Minimal impact from fall in values

A drop in Central Otago property values in the past three years is unlikely to have a dramatic impact on rates bills.

The revaluation of the district has just been completed and the new rating valuations will be posted out to property owners on Monday. Throughout the district, there has been a 5.9% decrease overall in capital value and a 9.3% decrease in land value.

Central Otago District Council accountant Karen McCarthy said yesterday council staff were still working out what impact the new values would have on the rates but the biggest component of most rates bills was fixed charges. Those figures would remain the same.

The property's land value or capital value were also taken into account, depending on the type of rate it was, but a drop in values did not necessarily lead to a corresponding decrease in the rates bill, she said.

"We still need to collect the same amount from throughout the district in rates."

Although the new valuations are dated September 1, 2010, they will not be used for rating assessments until July 2011, Ms McCarthy said.

A break-down of the figures and their impact on rates across the district would be completed in time for the council's December 15 meeting.

Quotable Value southern operations manager Brendon Bodger said the district was worth $6.38 billion and the average house was valued at $297,000, down from $311,000 in 2007.

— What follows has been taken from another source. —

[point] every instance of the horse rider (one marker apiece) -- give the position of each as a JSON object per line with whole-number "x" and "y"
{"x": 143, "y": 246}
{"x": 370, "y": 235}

There was a lower demand for all property, represented by low sales volumes, which followed the nationwide trend, he said.

"As far as residential property is concerned, there's been a 5-10% correction in the values, which is nothing too dramatic."

He said the new valuations were "on the back of two significant increases in values at the past two revaluations".

There was a 24% rise in capital values and a 30% increase in land value in 2007.

The capital value of residential properties has dropped 10.2% this time, while the capital value of lifestyle properties has declined 8.4%. An abundance of lifestyle blocks was not helping that market, Mr Bodger said.

"Forty-six percent of all lifestyle properties are vacant."

However, the values of lifestyle blocks around the main towns of Alexandra and Cromwell had "held up better", he said.

Horticulture and vineyard land values had dropped 22% .

"That's mirrored what has happened in the rest of the country. There was a surge in those values in 2007 and 2008, and they were on the way up then but have dropped back now."

Central Otago rural values were more influenced by pastoral farming and there was less influence from the dairy sector than in some of the other South Island districts. The value of dairy land was up 22% in Central Otago but there were only 17 dairy properties in the district.

Pastoral fattening properties were at similar values to 2007, while pastoral grazing property values had dropped 10%.

Commercial and industrial land had decreased 2% in capital value and 11.8% in land value.

Investment rates of return were typically 0.5 to 1.0% above 2007 levels, he said. There was rental growth of 5% to 20%, compared with 2007.

Land-value levels for Alexandra business-zoned land were similar to the 2007 valuation, while industrial-land value in Cromwell had decreased 20% in the past three years.

There was a lot of vacant commercial land in that town for sale, Mr Bodger said.

"It reached pretty significant levels in demand, as an overflow from the Queenstown market last time [in 2007]."